# 01 — Regression + Threshold Discovery (Residual-Based)\n
\n
This notebook is where you **justify** MinC, MaxC, and T using evidence:\n
- Regression plots (Time → Axis #1–#8)\n
- Residual distributions\n
- Quantiles (e.g., 95th and 99th of positive residuals)\n
- Event counts for different persistence windows T\n
\n
**Important:** Run this notebook before submission so outputs/plots are saved and visible.

In [2]:
import sys
print(sys.executable)


c:\Users\kevin\Downloads\PredictiveMaintenance_Streaming_Lab1\PredictiveMaintenance_Streaming_Lab1\venv\Scripts\python.exe


## 1) Load training data from Neon (PostgreSQL)\n
Make sure your `.env` file is set in the repo root before running.

In [None]:
import os, sys
import pandas as pd
from dotenv import load_dotenv

# ✅ Make notebook run from project root (so "import src" works)
PROJECT_ROOT = os.path.abspath(os.path.join(os.getcwd(), ".."))
os.chdir(PROJECT_ROOT)
if PROJECT_ROOT not in sys.path:
    sys.path.insert(0, PROJECT_ROOT)

print("Working directory:", os.getcwd())
print("Python executable:", sys.executable)

load_dotenv()

from src.config import TIME_COL, AXIS_COLS
from src.db import read_training_data, ensure_tables

ensure_tables(TIME_COL, AXIS_COLS)
train = read_training_data()
print("Training rows:", len(train))
train.head()


ModuleNotFoundError: No module named 'src'

## 2) Fit regression models + compute residuals

In [None]:
import numpy as np
import matplotlib.pyplot as plt

from src.preprocessing import fit_train_scalers, transform_zscore
from src.regression import fit_models, residuals

scalers = fit_train_scalers(train, AXIS_COLS)
train_z = transform_zscore(train, AXIS_COLS, scalers)

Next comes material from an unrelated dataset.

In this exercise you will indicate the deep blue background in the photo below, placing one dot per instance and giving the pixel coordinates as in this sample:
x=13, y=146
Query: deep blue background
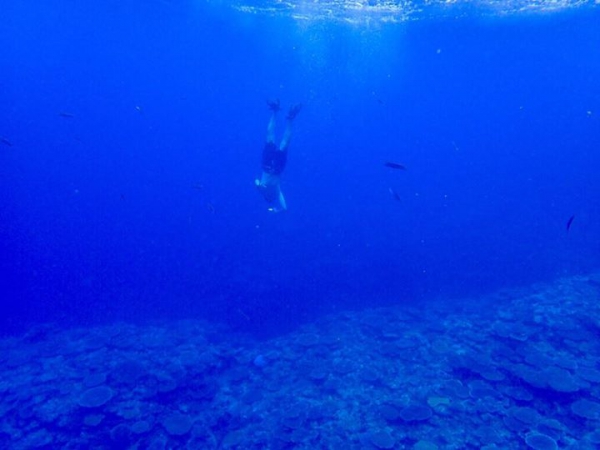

models = fit_models(train_z, TIME_COL, AXIS_COLS)
models

## 3) Plot regression lines (per axis)\n
Save plots to `outputs/figures/` so your README can embed them.

In [None]:
import os
os.makedirs('outputs/figures', exist_ok=True)

for ax in AXIS_COLS:
    r, yhat = residuals(train_z, TIME_COL, ax, models[ax])
    x = train_z[TIME_COL].to_numpy()
    y = train_z[ax].to_numpy()
    plt.figure()
    plt.scatter(x, y, s=5)
    plt.plot(x, yhat)
    plt.title(f'Regression: {ax}')
    plt.xlabel(TIME_COL)
    plt.ylabel(ax)
    plt.tight_layout()
    plt.savefig(f'outputs/figures/regression_{ax}.png', dpi=150)
    plt.close()

print('Saved regression plots to outputs/figures/')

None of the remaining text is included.